DEFAULTED LOANS MAY HAUNT SENIORS
March 26, 2010
Social Security benefits are off-limits to creditors, such as credit card companies and banks. But the U.S. government can collect debts to federal agencies by "offsetting," or withholding Social Security and disability payments, says the Wall Street Journal:
- The Treasury currently withholds benefits of 3.1 million Social Security recipients to recover defaulted student-, farm- and small-business loans, unpaid income taxes, amounts veterans owe for health care, and other debts to the government.
- Previously, the United States hadn't been able to withhold Social Security payments to recover most debts delinquent for more than 10 years.
- A provision in the 2008 Farm Bill lifted the 10-year statute of limitations on the government's ability to withhold benefits in collecting debts other than student loans -- for which the statute of limitations was lifted in 1997 -- and income taxes, where the limit remains 10 years.

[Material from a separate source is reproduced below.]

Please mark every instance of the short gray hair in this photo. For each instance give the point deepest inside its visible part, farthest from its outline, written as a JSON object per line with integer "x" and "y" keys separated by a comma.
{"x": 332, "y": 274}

This means a person who defaulted on a small-business loan in 1995, for example, and who is receiving Social Security could be notified that his benefits may be reduced each month until the debt - with interest, fees and penalties - is paid:
- The Treasury can withhold 15 percent of the benefit, though it can't be reduced below $750.
- Tax debts have no floor.
Though the law has expanded the age of debts that can be recovered, it hasn't addressed the sometimes Kafkaesque process debtors can face when challenging the validity of a claim, says the Journal:
- Dr. Robert Steinberg, founder of Scharffen Berger chocolate, spent more than six years and thousands of dollars in legal fees appealing the Social Security Administration's claim that he owed it more than $28,000.
- In the end, a judge ruled Dr. Steinberg was "without fault," and told the agency to stop its collections efforts.
An agency spokeswoman says mistakes can happen, but "overall, the process works."